Search code examples
assemblyx86cpu-architectureamd-processor

Assembly instructions showing how zenbleed was found


While looking at this zenbleed article, it was found that a randomly generated sequence of instructions and the same sequence but with randomized alignment, serialization and speculation fences added produced final states that didn't match.

For example

Original Code              Fuzzed Code
--------------------       --------------------
movnti [rbp+0x0],ebx       movnti [rbp+0x0],ebx
                           sfence
rcr dh,1                   rcr dh,1
                           lfence
sub r10, rax               sub r10, rax
                           mfence
rol rbx, cl                rol rbx, cl
                           nop
xor edi,[rbp-0x57]         xor edi,[rbp-0x57]

It was mentioned in that article that it could indicate a bug

If the final states don’t match, then there must have been some error in how they were executed micro-architecturally - that could indicate a bug.

Notes

As developers we monitor the macro-architectural state, that’s just things like register values.
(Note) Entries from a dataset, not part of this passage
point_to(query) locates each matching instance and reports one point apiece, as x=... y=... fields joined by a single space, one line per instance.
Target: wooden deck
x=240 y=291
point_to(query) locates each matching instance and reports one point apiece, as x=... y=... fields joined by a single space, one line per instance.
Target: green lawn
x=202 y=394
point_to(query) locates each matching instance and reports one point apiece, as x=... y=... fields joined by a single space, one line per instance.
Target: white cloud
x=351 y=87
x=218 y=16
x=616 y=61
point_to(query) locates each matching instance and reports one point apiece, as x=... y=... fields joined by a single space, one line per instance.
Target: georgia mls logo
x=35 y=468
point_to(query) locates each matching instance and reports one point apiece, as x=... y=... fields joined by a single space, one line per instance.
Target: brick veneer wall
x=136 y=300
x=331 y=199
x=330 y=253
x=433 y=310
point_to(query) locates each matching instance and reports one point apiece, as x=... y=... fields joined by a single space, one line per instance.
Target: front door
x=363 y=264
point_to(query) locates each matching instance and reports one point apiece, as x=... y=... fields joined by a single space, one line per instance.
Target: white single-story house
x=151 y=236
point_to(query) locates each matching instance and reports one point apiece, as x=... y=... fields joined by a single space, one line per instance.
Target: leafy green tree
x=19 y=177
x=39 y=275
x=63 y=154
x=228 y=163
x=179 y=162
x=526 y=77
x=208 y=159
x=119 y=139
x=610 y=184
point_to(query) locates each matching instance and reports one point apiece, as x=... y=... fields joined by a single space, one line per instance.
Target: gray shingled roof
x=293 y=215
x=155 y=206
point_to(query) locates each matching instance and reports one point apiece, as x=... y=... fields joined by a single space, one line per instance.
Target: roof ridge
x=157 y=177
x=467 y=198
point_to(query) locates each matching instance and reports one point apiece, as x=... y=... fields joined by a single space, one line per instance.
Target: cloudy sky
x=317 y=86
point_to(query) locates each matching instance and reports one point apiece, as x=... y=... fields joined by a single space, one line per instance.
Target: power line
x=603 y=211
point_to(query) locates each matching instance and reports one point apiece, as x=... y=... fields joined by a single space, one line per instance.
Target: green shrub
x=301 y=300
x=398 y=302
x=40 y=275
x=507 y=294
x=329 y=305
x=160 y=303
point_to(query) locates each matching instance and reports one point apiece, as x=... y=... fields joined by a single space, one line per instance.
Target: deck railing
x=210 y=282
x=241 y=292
There is also the micro-architectural state which is mostly invisible to us, like the branch predictor, out-of-order execution state and the instruction pipeline.

Question

Are there any situations when it's not a bug when executed micro-architecturally?


Solution

  • when executed micro-architecturally

    This phrasing doesn't make sense. Every instruction sequence has to get executed by the microarchitecture (CPU hardware design). The CPU hardware doesn't have any other way to run machine code.

    Any observable (architectural, not timing) results always need to match what would happen if they executed one at a time, in program order (except for memory contents observed from other threads). i.e. out-of-order exec has to preserve the illusion of a serial execution model.

    Since lfence, mfence, nop, etc. have no effect on the architectural state (register / memory contents), they shouldn't change anything for single-threaded code. If they do create a difference, that's always a problem. I think that's what you meant to ask, and it's what the quotes are saying.


    There are instructions like rdtsc and rdpmc that read a timestamp or performance counter; those will of course give different results when you put slow instructions (TSC) or extra instructions/uops into a sequence. rdpmc is essentially reading microarchitectural counters into architectural state (register values), and rdtsc is reading time, so there was never any expectation that they'd give the same results with or without serialization.